The above examples show that when systems work in huge numbers they have their dynamics. Two important features are that they share a common purpose such as alluring preys and keeping predators away. Survival is a grand purpose that unites individuals.

Having millions of insects, cells or whatever working together isn’t a simple task. We tend to use strict and pages-filled instructions for individuals to follow and abide by. Who is willing to abide by so many rules? In nature we find the answer. It is make simple rules that are easy to accept and follow. In large human organizations that tend to have many strict rules they fail. Rules for annual leaves, rules for work conduct, rules for work hours and the list goes on. Employees find little β€œdisposable times” to attend to the needs of the customers and soliciting ideas from them.
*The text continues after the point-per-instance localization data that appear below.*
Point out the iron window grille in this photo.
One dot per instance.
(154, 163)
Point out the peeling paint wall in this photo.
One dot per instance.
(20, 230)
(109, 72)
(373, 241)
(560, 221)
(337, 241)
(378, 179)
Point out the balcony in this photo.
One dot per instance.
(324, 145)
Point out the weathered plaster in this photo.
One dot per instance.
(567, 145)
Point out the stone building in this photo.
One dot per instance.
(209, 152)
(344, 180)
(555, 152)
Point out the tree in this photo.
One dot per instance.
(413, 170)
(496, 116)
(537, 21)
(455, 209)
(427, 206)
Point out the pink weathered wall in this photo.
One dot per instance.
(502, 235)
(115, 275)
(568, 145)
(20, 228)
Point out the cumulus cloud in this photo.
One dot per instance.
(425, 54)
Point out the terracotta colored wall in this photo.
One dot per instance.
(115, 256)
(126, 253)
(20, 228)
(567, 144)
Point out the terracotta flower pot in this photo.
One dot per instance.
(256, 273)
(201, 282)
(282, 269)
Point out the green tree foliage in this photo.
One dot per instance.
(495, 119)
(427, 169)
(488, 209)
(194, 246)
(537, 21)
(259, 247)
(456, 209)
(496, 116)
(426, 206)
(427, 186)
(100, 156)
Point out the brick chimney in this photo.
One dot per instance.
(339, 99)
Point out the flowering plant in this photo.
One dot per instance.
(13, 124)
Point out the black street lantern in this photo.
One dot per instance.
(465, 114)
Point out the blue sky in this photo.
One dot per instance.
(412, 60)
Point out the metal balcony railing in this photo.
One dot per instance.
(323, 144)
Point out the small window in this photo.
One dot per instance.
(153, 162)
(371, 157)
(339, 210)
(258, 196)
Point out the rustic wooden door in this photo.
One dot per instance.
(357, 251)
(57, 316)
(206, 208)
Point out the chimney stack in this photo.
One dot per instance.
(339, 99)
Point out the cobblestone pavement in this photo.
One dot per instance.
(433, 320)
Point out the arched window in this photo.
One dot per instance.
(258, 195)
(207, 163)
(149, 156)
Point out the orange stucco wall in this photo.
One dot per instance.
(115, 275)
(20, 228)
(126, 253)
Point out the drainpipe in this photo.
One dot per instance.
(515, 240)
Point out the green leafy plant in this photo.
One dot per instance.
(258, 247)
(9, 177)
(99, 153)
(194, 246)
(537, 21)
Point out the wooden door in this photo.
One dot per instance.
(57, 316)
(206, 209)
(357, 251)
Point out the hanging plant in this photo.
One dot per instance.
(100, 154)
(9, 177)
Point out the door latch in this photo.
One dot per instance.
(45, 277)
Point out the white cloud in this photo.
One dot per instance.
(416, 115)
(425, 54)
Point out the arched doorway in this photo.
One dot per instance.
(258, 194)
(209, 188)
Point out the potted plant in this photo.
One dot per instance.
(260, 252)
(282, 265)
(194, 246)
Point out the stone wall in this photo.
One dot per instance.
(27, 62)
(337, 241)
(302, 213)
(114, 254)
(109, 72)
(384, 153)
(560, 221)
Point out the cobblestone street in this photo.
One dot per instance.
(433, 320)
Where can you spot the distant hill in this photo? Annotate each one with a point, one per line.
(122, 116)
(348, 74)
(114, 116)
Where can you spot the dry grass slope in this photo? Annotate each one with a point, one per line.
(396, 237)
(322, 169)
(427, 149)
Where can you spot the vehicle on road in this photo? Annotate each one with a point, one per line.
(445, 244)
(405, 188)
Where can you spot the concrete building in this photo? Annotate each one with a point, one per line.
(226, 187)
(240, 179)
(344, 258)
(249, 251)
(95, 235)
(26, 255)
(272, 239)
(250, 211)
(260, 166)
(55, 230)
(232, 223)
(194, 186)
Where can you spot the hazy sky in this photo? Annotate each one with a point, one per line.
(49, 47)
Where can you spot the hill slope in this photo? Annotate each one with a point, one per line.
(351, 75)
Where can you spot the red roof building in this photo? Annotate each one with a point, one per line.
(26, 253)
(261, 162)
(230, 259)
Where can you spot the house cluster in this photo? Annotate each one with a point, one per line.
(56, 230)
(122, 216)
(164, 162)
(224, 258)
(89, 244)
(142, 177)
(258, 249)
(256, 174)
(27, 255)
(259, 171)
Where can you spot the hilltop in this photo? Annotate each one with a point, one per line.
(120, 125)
The company becomes slave to its rules and fails.

Moving crowds or thousands of employees needs few rules that make interactions between them more important than any agent’s identity. Look at termites or ants and how they can build miraculous colonies. They adopt simple rules and make the communication easy, fast and trustworthy so that they may synchronize their movements. This way the collective power becomes far greater than the sum of the power of individuals summed up.

Making the interactions more important than the individual is a key requirement to building healthy organizations and bodies. An ant or termite may not be aware of its surroundings, but collectively they do. The human neuron may identify a tennis ball, but the collective actions of the neurons let your awareness grow in that you are watching a tennis game. It is the awakening in working collectively.

By following simple rules the millions of agents may find through their synchronized interactions that a new world emerges. The termites didn’t aim for the hill; it emerged. I would dare to add that not only self-organizing groups results; more self-organized structures as well. To give one example, termites living beneath ground build self-organizing regulating structures that regulate oxygen levels, humidity and temperature inside. The best engineers have awakened to the miracles that the tiny termites build with admirable self-regulation. The way again the termite individual divide the work on how to make sure the colony stays healthy is again a great example of applying simple rules to achieve far more than forcing codes of instructions that no one would feel comfortable with them.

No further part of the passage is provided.